Real Life

Brad’s brave battle

The wakeboard ace’s setting new goals to put him on top again.

World champion wakeboarder Brad Smeele seemed to be living the dream. A model and former Cleo Bachelor of the Year contestant, Brad left New Zealand at 17 to tour the pro wakeboarding circuit, winning acclaim for his high-performance tricks.

And after a decade of hard work, it was all paying off. Brad was finally making a decent income from chasing his passion, and was living and working on the edge of Lake Ronix, a private park for die-hard wake-boarders in Florida. “I would get up in the morning then swim, paddle and wakeboard till the sun went down,” says Brad, 28.

The Kiwi helped to develop the park and is still a part owner. “It is like a floating skate park with rails and ramps,” he says. “I did everything from planting palm trees to using a digger to grade the beach. I’d never worked so hard in my life, but I loved what I was doing.”

Well known for his tricks, Brad was among the first wakeboarders to land a 1080-degree jump.

The park had just been finished when a freak accident on the lake Brad loved so much tore his future away. On a quiet July morning in 2014, he was attempting a daring double flip, known as a “double tantrum to blind”, when things went horribly wrong and he ended up shattering his C4 vertebrae in his neck.

Eighteen months on from that fateful day, Brad is back in Auckland and adjusting to life as a quadriplegic. “What crushed me most about the accident was that I had everything I wanted in life and it was all taken away.”

Water sports are in Brad’s blood. His mother, Linda Smeele, was a top water-skier in her day, setting a record for being the first woman in NZ to jump more than 30 metres from a ramp. When

he was 12, a friend introduced Brad to wakeboarding and he was hooked.

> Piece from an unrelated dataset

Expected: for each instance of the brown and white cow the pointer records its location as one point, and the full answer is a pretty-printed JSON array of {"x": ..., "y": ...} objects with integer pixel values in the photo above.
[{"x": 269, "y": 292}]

“I knew it was what I wanted to do in life,” he says. Brad’s professional career was launched at the age of 17, when he won the World Junior Wakeboard Championships in Seville, Spain. But the accolade wasn’t the teen’s only attraction to the sport. “What is not to like about wakeboarding?” he enthuses. “Endless summers, girls in bikinis … I loved the buzz of landing a new trick – the adrenaline rush that goes with it.”

Two weeks before his accident, Brad had successfully landed the double tantrum to blind in Germany. It was a world first that later won “Trick of the Year” at the annual Wake Awards. Back at Lake Ronix, he put pressure on himself to recreate it for a film crew.

After a three-month recovery in Florida, Brad returned to NZ to continue his treatment.

Tragic accident

Brad says he was always safety-conscious on the water and on the day he had the accident, he made sure a CPR-trained friend was on hand. “But something wasn’t right,” he recalls. “It was a Sunday morning and I wouldn’t usually do a trick like that early in the day. I didn’t spend enough time warming up.”

Brad made a few attempts before taking off from the ramp. “As soon as I was in the air, I knew I had gone too big,” he recalls. “I hit the ramp head-first. When my friends reached me, I was face-down in the water and unconscious.”

Three months after the tragedy, Brad arrived back in his hometown of Auckland. He’s now living on the North Shore, helped out by caregivers and surrounded by a supportive posse of family and friends. “People say I’m strong and I credit my parents for that,” he says. “My mother had breast cancer and was back at work within a week of surgery. My father has lived with Parkinson’s disease for 22 years and just gets on with life.”

The challenge now for Brad is how to reinvent himself. “I’ve always been physical,” he tells. “The accident has given me the opportunity to get to know who I am beyond that.”

Brad has begun making a documentary about his life, but he refuses to film the ending while he’s still in a wheelchair. “I accept this is how I am at the moment, but I do not accept that this is how I will always be.”

As well as focusing on his own recovery, Brad has begun motivational speaking and is raising money for spinal cord research. And although life today is a far cry from his days at Lake Ronix, wakeboarding is never far from his mind. In his dreams, Brad sees himself on the water and would love to make his visions a reality.

Speaking of his positive outlook towards life, he says, “It sounds funny, but I do feel lucky. I have done more in my life than many people do in an entire lifetime.”

Brad, wearing a T-shirt he designed himself, credits his mum Linda, a cancer survivor, for his positive outlook on life.